Marie's broad research goal is to elucidate the role of genomic variants, especially, structural variants (insertions, deletions, copy number variants) in human evolution.
Marie has studied the evolution of the deletion polymorphisms of the cellular detoxification gene, GSTM1. This gene deletion is found in more than half of human genomes and is associated with cancer. She’s used experimental methods and developed bioinformatics methods and revealed recurrent deletions of the same gene formed in the human and chimpanzee lineages independently. Moreover, she detected signatures of adaptive evolution related to a common deletion in East Asian populations by resolving the haplotype architecture in this locus. In the broader context, her work shed light on the mutational mechanisms that lead to the formation and retention of common gene deletions in humans.
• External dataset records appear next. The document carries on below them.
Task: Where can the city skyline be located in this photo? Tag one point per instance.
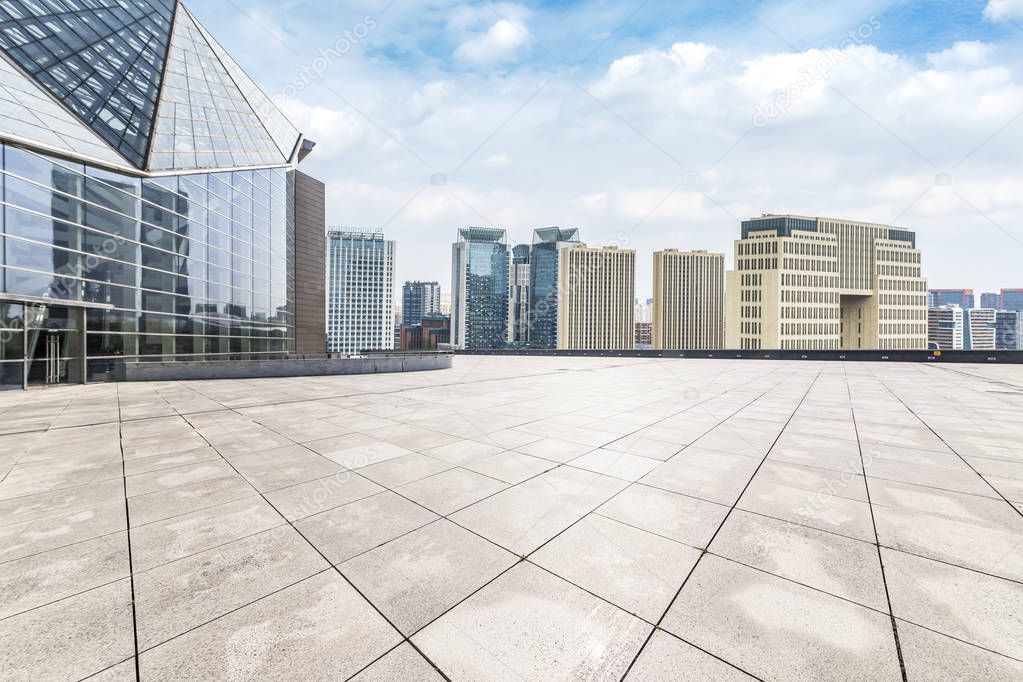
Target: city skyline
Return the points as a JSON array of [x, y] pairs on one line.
[[891, 135]]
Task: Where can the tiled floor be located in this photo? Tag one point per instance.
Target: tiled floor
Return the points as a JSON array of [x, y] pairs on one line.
[[534, 518]]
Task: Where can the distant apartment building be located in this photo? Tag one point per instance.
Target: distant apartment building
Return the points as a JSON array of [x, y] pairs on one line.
[[428, 334], [645, 335], [544, 259], [360, 291], [645, 310], [596, 299], [826, 283], [1011, 300], [688, 301], [965, 299], [945, 328], [480, 288], [419, 300], [1009, 330], [519, 287], [978, 329], [990, 301]]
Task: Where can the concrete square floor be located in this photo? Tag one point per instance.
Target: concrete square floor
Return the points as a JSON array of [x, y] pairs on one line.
[[520, 518]]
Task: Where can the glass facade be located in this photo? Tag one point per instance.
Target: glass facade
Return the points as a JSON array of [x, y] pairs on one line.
[[186, 267], [102, 59]]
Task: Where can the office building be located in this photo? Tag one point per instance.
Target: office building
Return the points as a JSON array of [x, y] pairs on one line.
[[978, 329], [596, 299], [1009, 330], [645, 335], [945, 328], [688, 301], [544, 258], [992, 301], [825, 283], [152, 209], [419, 300], [480, 289], [429, 334], [519, 287], [360, 292], [645, 310], [1011, 300], [965, 299]]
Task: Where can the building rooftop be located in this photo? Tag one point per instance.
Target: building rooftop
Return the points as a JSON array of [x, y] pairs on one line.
[[520, 518]]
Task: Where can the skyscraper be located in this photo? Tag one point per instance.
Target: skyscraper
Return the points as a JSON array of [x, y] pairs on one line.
[[978, 329], [480, 288], [688, 301], [419, 300], [945, 328], [543, 269], [596, 299], [825, 283], [992, 301], [1009, 330], [153, 210], [519, 288], [360, 292], [1011, 300], [965, 299]]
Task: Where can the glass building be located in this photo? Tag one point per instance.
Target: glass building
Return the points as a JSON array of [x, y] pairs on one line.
[[543, 265], [418, 301], [480, 288], [360, 292], [151, 207]]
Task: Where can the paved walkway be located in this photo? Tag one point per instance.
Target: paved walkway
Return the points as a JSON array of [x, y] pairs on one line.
[[532, 518]]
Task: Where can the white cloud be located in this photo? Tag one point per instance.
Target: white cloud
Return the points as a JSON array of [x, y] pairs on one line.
[[1004, 10], [864, 140], [502, 41]]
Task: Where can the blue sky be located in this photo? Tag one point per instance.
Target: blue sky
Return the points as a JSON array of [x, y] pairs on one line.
[[635, 121]]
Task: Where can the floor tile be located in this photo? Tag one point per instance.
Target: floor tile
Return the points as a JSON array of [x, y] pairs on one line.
[[529, 625]]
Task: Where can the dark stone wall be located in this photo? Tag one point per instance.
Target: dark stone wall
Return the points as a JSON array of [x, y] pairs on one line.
[[310, 265]]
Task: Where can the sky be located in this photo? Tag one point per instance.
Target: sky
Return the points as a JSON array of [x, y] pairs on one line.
[[650, 125]]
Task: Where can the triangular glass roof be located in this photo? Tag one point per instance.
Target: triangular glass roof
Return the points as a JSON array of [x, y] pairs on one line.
[[205, 120], [29, 115], [101, 59]]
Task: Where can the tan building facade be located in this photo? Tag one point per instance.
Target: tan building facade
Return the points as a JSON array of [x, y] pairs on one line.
[[596, 299], [688, 301], [823, 283]]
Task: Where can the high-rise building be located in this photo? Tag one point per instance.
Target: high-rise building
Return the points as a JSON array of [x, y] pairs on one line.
[[965, 299], [153, 210], [360, 292], [1011, 300], [825, 283], [1009, 330], [992, 301], [945, 329], [519, 287], [419, 300], [544, 258], [688, 301], [978, 329], [596, 299], [480, 288], [645, 310]]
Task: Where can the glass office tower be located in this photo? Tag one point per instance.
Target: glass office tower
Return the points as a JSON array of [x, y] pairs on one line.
[[543, 265], [480, 288], [151, 208]]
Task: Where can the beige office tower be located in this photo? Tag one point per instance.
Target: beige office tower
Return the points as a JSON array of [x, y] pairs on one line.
[[596, 299], [688, 301], [823, 283]]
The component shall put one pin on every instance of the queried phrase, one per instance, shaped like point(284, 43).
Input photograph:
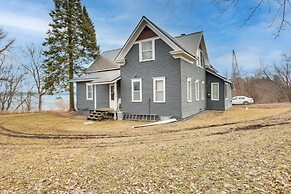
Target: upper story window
point(189, 89)
point(159, 89)
point(201, 59)
point(89, 91)
point(226, 91)
point(214, 91)
point(147, 50)
point(202, 90)
point(136, 90)
point(197, 90)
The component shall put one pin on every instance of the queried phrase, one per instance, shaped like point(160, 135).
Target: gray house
point(154, 73)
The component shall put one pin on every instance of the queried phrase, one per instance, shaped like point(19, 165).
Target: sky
point(27, 21)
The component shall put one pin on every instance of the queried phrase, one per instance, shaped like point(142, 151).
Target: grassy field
point(234, 151)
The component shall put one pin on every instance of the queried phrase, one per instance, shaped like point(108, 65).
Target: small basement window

Currently, she employs an evolutionary approach to investigate three different biological problems. First, she has been working on the evolutionary transcriptomics analysis to understand the biological basis of cellular senescence. Second, she has established the linkage-disequilibrium based method to detect the insertion sites of polymorphic duplications in human genomes; this method made it possible to reveal the evolutionary history and phenotypic impact of polymorphic duplications. Third, she tries to delineate the evolutionary and functional impact of an exonic deletion polymorphism of the growth hormone receptor gene by combining human population genetics and integrative analyses of the phenotypic impact of this variant in a CRISPR-Cas9 mouse model.